Forever Nuts Loaf + A Challenge
The other day I was in a Davids Tea in downtown Kingston. They had a great deal where if you bought two tins of tea you would get the third one free. I’m a big tea fan so this deal was pretty great for me. I spent about thirty minutes sniffing all the different tea testers and reading the ingredients labels to decide which three teas I wanted the most. Enter Forever Nuts. If you have ever tried this tea before you’ll know what I mean when I say that it is quite possibly the warmest and most delicious smelling tea I’ve ever come across. Since returning home from my weekend in Kingston I have been determined to take the delicious smell of Forever Nuts and convert it into a loaf of some form with that same delightful flavour. The main ingredients of the tea are almonds, apples, cinnamon and beets. Currently my first loaf is baking away in the oven, fingers crossed that it turns out!
And now for the “challenge” that I mentioned in the title of this post. This year I have taken on the task of cooking through a cookbook over the course of this year. After much contemplation and a lot of input from my friends and family I have decided to cook through Laura Wright’s The First Mess Cookbook. What I find most appealing about this book is that the recipes are very approachable but also very tasty. I also like that Laura, the author, is a Canadian like me. So far I have cooked a few recipes out of the book, including deluxe chocolate cupcakes and vegan caramel. Tonight I’m going to a dinner party at my aunt’s house and have been left in charge of preparing “vegan-friendly” food, so I will be diving deeper into Laura’s book this evening.

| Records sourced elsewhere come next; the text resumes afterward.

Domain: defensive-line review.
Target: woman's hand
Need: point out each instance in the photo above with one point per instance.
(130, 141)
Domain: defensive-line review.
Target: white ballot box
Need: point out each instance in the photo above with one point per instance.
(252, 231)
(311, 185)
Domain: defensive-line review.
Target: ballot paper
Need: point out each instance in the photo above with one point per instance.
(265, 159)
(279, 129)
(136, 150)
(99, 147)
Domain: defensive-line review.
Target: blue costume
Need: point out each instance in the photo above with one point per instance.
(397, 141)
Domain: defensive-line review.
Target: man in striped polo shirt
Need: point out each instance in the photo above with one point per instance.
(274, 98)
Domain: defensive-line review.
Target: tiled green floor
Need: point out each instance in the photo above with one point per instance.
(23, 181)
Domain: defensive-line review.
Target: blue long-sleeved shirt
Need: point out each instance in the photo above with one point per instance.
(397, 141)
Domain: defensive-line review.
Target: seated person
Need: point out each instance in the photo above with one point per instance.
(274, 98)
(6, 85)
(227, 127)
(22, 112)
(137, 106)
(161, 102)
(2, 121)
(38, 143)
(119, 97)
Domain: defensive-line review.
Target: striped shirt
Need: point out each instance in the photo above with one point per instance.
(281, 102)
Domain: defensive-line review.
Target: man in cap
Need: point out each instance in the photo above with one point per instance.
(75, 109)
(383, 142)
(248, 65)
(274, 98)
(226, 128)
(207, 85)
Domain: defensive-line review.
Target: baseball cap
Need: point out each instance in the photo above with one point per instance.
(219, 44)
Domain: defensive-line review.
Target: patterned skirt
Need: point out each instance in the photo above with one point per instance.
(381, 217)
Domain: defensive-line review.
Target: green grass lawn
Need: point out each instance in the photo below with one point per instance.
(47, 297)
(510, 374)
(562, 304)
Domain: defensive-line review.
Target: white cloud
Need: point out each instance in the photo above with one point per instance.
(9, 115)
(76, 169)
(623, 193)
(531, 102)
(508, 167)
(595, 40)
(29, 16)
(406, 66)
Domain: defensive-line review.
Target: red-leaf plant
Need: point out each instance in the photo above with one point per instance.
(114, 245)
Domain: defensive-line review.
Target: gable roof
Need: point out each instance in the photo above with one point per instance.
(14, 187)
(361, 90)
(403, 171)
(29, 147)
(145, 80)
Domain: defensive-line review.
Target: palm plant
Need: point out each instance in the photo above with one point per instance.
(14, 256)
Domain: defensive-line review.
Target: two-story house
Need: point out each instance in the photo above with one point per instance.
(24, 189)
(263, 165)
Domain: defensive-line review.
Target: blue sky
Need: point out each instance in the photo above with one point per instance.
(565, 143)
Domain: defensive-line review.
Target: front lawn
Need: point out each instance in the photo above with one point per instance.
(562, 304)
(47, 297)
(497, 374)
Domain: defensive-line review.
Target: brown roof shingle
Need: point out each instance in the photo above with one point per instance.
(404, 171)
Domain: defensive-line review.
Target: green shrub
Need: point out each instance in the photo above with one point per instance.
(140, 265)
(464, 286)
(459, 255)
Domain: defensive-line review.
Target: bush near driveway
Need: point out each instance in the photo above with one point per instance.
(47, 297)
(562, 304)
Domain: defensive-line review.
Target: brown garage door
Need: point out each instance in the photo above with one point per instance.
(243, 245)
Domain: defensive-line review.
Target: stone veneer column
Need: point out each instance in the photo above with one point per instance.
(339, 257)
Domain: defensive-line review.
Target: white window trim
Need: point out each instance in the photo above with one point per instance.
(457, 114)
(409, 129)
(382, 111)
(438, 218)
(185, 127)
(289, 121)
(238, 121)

I’ll keep you all posted on my cookbook adventure.
Forever Nuts Loaf
- 2 Tablespoons chia seeds
- 1 cup grated beet (approx. 1 large)
- 1/2 cup coconut oil, melted
- 1/2 cup coconut sugar
- 1 teaspoon vanilla
- 1/2 cup almond milk
- 1 cup almond meal
- 1 cup buckwheat flour
- 1 teaspoon baking powder
- 1/2 teaspoon baking soda
- 1 tablespoon cinnamon
- 1 1/2 cups apples, peeled and chopped
- 1/4 cup almonds, roughly chopped (optional)
- 1/2 small apple, thinly sliced
Preheat oven to 350ºF and line a loaf pan with parchment.
In a small bowl combine the chia with 6 tablespoons of water, set aside to gel.
Meanwhile, grate the beet. Combine the grated beet, oil, sugar, vanilla and almond milk in a small mixing bowl, stir well. Once the chia has gelled mix it into the wet mixture.
In another bowl combine all the dry ingredients, then mix into the wet mix.
Fold the apples into the batter. Transfer the batter into the prepared loaf pan. Thinly slice the remaining apple and place it on top of the loaf. Brush the apples with oil and sprinkle the chopped almonds on, if using.
Bake for 50 minutes or until a toothpick inserted in the centre of the loaf comes out clean. Allow to cool for 10-15 minutes before removing from the pan.